AN ARCHITECTURE OF DESPAIR?
I i
This past century has left behind in its wake an environment much neglected; the architectural resonance of the concrete monolith, which in seeking to defy history, failed rather to anticipate those change(s) which consequently sealed its fate.
Eastern Europe, fault-line to the western-world,[1] has suffered similarly. Changes which have become inseparable from those topographical indentations; bruises we endeavour to conceal.
Endured, but soon forgotten, as the convenience of a global-wide amnesia [2] helps to drive these fragments of history into oblivion, to become as relics; historicized and processed, yet, even in their death-throes - the actual slips away from reality and these monoliths crumble, the built and corporeal alike - while the rest of us watch on and guffaw.
There is a tension therefore described, inherent of all objects locked within the shadows of their former selves and the utopian has sought the same oblivion; defying, as it does, a past, an origin.
Built in the late 1970s, early 80s as a costly state-operated health spa, (and abandoned since regime collapse), this building (the object of my studies) has lain dormant within the landscape - and so it remained until earlier this year [2005], whereby funds were found - not for its restoration - but rather for its demolition; a resolution, or rather abolition, of sorts - parallel to the different ways in which those of the People's Democracies have had to come to terms with what George Skiiling has termed, an 'interrupted revolution.' [3]
Monument
With this piece of writing, I wish to explore the wider theme of despair, tragedy and loss within the built environment.
I'm interested in what drives us to build, beyond primitive need and how history may assert itself in the process: What does our architecture say of our time and what legacy do we leave behind?
From conception, to the constructed reality of a project; time, in the form of so many human involvements, from architect, to builder, to "user," is embedded, within those "four-walls."
Like Frankenstein's monster, inanimate articles of construction are given life [emergent power].
In this debate I hope to discuss the role of time; legacy and how association and memory can translate into the architectural discipline: I.e. can building's mean/ be representational? [Forty] Can they inspire feelings and emotions, and is this effect even desirable; is it universal, objective or subjective and do these very abstract notions matter in a world where we tend to experience very much in the first-person, the present tense: those elements of architecture which cannot be foreseen, rigorously planned for and controlled by the architect.
What happens when this grand-narrative veers wildly off course, and how can the gap between intellectual ownership and actual use/ inhabitation be overcome?
Left over buildings
'The first problem is one of definition.'[4]
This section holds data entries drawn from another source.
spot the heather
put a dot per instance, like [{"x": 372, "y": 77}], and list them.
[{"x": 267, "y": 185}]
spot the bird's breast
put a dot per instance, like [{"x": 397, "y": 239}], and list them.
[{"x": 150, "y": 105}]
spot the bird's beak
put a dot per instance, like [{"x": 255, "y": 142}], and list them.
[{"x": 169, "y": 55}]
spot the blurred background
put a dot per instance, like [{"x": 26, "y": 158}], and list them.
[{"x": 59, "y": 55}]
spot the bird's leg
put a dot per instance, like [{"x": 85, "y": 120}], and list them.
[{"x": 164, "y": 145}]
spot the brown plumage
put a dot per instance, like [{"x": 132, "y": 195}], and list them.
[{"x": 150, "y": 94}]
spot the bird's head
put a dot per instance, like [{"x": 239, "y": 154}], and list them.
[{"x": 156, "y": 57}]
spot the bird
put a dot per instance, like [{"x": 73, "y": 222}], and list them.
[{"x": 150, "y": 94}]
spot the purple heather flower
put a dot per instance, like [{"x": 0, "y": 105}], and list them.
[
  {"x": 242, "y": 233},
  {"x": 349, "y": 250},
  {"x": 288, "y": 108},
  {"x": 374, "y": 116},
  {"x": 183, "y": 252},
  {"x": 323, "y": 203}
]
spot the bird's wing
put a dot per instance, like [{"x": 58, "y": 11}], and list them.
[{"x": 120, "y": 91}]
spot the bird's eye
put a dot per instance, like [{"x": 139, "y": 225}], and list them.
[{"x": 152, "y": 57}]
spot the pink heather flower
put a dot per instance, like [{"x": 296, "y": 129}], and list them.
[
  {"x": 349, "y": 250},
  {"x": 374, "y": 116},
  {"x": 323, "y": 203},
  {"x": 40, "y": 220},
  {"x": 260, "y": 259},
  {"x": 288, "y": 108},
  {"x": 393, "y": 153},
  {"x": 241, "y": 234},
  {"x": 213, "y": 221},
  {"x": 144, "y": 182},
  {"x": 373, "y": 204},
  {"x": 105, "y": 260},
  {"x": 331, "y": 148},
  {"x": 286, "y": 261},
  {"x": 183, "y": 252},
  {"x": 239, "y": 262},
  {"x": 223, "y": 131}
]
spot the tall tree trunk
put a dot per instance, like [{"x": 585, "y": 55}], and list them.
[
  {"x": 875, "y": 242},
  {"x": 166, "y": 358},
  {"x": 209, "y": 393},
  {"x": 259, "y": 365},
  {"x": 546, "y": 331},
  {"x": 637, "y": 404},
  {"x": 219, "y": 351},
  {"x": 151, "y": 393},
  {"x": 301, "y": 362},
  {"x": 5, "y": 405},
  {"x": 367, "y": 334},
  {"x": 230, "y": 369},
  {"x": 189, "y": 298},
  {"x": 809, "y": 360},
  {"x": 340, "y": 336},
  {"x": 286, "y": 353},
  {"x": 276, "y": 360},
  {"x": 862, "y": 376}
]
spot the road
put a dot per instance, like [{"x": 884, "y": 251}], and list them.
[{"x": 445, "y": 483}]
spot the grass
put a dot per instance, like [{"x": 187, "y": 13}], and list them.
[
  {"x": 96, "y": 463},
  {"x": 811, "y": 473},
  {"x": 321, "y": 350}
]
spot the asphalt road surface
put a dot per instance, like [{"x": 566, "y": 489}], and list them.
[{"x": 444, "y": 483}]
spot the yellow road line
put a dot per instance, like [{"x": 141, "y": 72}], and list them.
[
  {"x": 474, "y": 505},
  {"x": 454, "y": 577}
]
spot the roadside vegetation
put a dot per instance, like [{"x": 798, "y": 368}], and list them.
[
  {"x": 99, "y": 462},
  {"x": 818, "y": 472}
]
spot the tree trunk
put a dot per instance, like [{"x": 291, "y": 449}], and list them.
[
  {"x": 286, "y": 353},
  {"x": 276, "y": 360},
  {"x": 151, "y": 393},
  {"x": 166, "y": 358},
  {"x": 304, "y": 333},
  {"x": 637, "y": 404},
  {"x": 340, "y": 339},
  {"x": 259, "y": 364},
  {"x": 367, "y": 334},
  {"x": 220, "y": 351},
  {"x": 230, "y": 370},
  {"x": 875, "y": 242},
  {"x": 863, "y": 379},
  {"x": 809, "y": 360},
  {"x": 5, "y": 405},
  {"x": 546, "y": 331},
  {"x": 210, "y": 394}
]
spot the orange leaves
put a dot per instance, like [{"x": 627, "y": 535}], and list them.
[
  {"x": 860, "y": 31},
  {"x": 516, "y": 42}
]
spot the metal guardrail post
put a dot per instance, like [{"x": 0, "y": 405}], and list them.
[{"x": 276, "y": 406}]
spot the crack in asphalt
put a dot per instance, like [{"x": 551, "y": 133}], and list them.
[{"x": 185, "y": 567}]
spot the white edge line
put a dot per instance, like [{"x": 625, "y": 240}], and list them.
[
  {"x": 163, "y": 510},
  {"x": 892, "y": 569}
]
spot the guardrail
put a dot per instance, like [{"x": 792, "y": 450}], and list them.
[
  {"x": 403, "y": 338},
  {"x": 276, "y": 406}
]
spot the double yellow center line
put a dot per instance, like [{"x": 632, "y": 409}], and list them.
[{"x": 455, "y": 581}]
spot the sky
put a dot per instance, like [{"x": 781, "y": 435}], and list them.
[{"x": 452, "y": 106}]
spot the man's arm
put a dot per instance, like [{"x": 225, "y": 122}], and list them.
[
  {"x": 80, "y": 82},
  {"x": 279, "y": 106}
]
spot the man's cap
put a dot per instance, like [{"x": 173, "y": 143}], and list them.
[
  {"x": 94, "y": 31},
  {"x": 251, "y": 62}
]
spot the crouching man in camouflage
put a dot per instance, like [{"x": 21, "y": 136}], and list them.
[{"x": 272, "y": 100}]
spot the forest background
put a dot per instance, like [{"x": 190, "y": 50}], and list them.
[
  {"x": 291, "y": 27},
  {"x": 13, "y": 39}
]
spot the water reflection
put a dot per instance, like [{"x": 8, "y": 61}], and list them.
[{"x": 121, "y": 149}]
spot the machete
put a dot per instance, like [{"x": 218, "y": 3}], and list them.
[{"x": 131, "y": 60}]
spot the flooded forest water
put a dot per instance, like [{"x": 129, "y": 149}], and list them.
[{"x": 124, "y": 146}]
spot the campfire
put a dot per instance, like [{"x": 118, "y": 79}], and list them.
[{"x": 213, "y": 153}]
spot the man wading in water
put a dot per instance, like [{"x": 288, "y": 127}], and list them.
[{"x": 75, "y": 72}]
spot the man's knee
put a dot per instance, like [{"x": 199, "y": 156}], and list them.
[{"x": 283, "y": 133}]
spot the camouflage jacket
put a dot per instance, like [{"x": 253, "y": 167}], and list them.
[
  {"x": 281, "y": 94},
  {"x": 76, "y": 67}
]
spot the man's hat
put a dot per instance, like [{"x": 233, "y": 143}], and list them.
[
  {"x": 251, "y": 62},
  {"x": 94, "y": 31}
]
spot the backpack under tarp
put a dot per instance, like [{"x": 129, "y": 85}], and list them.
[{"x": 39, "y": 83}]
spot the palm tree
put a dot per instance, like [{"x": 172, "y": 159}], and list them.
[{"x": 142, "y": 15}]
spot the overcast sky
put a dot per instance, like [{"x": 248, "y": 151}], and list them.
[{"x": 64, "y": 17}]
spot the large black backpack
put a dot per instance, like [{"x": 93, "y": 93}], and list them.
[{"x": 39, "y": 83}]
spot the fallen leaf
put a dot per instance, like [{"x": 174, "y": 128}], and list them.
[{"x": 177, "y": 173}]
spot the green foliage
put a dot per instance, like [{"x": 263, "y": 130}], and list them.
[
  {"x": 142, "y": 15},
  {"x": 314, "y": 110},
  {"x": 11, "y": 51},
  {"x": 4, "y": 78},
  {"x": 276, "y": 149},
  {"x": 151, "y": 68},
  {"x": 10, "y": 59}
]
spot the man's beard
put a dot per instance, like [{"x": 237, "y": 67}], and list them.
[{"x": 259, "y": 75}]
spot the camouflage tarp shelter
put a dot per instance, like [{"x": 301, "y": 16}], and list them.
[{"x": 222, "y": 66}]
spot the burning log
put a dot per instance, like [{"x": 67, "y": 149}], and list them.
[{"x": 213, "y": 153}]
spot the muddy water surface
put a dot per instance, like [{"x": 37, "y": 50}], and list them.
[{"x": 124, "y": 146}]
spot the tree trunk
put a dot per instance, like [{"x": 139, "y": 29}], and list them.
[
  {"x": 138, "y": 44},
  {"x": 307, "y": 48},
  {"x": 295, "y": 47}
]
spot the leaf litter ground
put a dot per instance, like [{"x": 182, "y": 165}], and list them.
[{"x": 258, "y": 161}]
Ernst Bloch, in Building in Empty Spaces, laments this 'de-internalisation,' and 'shallowness;' The modernist aesthetic presented itself as 'cleansing from the junk of the last century and its terrible decorations.' But, 'the longer that lasted, the more it became clear that the mere elimination was all that remained - within the limits of late bourgeois emptiness - it had to be that way' [...] 'the clearer the inscription above the Bauhaus and the slogan connected to it [that] emerged: Hurray, we have no ideas left... The effect is the more chilling as there is no longer any hiding place but only illuminated kitsch...' [5]
As an entity, this Spa building - awkwardly alien to its surroundings, like the perverse montage of a cut-n-paste artist - invokes the same out-of-place-ness.
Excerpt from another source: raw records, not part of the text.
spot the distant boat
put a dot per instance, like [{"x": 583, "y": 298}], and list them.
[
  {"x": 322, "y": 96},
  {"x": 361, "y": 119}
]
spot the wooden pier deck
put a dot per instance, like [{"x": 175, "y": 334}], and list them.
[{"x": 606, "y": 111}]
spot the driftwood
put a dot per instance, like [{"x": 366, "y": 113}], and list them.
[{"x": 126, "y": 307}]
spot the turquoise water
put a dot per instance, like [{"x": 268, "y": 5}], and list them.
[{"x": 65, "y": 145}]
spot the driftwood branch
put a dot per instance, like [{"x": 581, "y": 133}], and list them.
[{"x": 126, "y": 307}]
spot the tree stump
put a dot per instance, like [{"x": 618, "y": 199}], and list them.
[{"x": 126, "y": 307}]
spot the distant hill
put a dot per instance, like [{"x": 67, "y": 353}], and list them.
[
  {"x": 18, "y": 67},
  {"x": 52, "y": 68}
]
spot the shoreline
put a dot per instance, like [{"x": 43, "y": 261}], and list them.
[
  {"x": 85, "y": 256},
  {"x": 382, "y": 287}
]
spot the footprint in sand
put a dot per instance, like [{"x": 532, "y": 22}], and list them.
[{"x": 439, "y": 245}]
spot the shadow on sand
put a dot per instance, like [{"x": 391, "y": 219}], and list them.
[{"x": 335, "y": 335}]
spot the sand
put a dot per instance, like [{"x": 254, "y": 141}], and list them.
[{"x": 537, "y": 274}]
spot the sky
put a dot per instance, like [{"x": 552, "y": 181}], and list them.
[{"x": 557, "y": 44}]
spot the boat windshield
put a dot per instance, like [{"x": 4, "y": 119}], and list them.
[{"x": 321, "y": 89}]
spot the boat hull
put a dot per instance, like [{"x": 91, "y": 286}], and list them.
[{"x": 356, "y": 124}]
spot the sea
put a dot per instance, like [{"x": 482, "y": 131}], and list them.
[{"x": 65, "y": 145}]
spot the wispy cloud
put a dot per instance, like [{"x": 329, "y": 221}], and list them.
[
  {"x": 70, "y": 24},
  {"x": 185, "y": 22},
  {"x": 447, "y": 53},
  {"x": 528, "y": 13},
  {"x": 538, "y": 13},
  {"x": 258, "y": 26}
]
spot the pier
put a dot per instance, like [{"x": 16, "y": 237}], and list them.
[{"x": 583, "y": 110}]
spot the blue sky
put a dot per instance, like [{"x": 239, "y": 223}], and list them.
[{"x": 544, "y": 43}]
Emanating, as it does from within the individual, thus we can "feel sorry;" through self-projection and an inner feeling of inertia, disenfranchisement and sorrow: despair, by proxy of the reciprocity of utopian fallacy; the endless tautology of dreaming up "what if..."
In The Uncanny, [6] (1919) Sigmund Freud states that;
'Concerning the factors of silence, solitude and darkness, we can only say that they are actually elements in the production of the infantile anxiety from which the majority of human beings have never become quite free.' [7]
It is the familiar of which we are afraid, never truly the unknown - the very definition of which cannot be translated into the reality of the fabric of time and the built environment - itself a very tangible recollection.
'The territory inhabited by utopia is so polluted that we should start looking for a new term.' [8]
This is the architecture of despair!
1/ Davies, Norman, Europe: A History, (1996)
2/ Maclean, Rory, Stalin's Nose, Flamingo (1993)
3/ Refer to, Czechoslovakia's interrupted revolution / H. Gordon
4/ p.59, Harvard Design Magazine, Fall/ Winter, (2004).
5/ p.187, Building in Empty Spaces, (1959); in, The Utopian Function of Art and Literature; Ernst Bloch, pp. 186-199.
6/ p.14, Freud, Art & Literature, Penguin Books (1990), The 'Uncanny,' (1919) pp. 335-376
7/ p. 376, Freud, Art & Literature, Penguin Books (1990), The 'Uncanny,' (1919) pp. 335-376
8/ p.59, Harvard Design Magazine, Fall/ Winter, (2004).